I get the following size with -m32 for the test case of comment #0:
$ ./xgcc -B. -c t.c -m32 -Os -fno-ivopts -o tOsi.o
$ ./xgcc -B. -c t.c -m32 -Os -o tOs.o
$ size tOs*
   text	   data	    bss	    dec	    hex	filename
     45	      0	      0	     45	     2d	tOsi.o
     42	      0	      0	     42	     2a	tOs.o
$ 


And I get the following size with -m64:
$ ./xgcc -B. -c t.c -Os -o tOs.o
$ ./xgcc -B. -c t.c -Os -fno-ivopts -o tOsi.o
$ size tOs*
   text	   data	    bss	    dec	    hex	filename
     78	      0	      0	     78	     4e	tOsi.o
     89	      0	      0	     89	     59	tOs.o
$ 


This is, therefore, fixed on the trunk for GCC 4.5.

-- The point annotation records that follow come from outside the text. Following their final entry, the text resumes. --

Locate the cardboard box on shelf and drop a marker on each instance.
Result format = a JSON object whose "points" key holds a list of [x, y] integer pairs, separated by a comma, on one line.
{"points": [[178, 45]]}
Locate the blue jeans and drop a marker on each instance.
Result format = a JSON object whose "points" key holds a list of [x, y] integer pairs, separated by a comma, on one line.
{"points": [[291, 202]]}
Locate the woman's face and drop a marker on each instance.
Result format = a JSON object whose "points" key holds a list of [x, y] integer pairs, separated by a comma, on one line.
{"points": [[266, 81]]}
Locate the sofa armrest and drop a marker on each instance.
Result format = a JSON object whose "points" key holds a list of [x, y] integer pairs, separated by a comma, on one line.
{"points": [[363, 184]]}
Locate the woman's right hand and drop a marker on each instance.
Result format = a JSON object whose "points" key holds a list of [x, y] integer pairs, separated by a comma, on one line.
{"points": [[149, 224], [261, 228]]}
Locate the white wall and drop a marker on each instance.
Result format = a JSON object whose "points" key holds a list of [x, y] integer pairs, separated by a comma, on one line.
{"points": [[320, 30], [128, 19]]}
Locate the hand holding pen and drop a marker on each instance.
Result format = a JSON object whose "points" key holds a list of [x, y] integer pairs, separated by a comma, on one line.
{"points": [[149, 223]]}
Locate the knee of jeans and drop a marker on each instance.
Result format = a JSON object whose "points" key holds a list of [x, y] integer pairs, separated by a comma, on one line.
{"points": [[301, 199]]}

Comment 31 Richard Biener 2010-01-03 23:14:41 UTC
Heh.  I wonder how we can reliably add testcases for code size issues ...
can we either dump size estimates or extract object .text section sizes?
Ian may know arm people who I suspect would be interested in contributing
infrastructure for this.
Comment 32 Richard Biener 2010-05-22 18:10:05 UTC
GCC 4.3.5 is being released, adjusting target milestone.
Comment 33 Richard Biener 2011-06-27 12:12:39 UTC
4.3 branch is being closed, moving to 4.4.7 target.
Comment 34 Jakub Jelinek 2012-03-13 12:58:35 UTC
Fixed in 4.5+, 4.4 is no longer supported.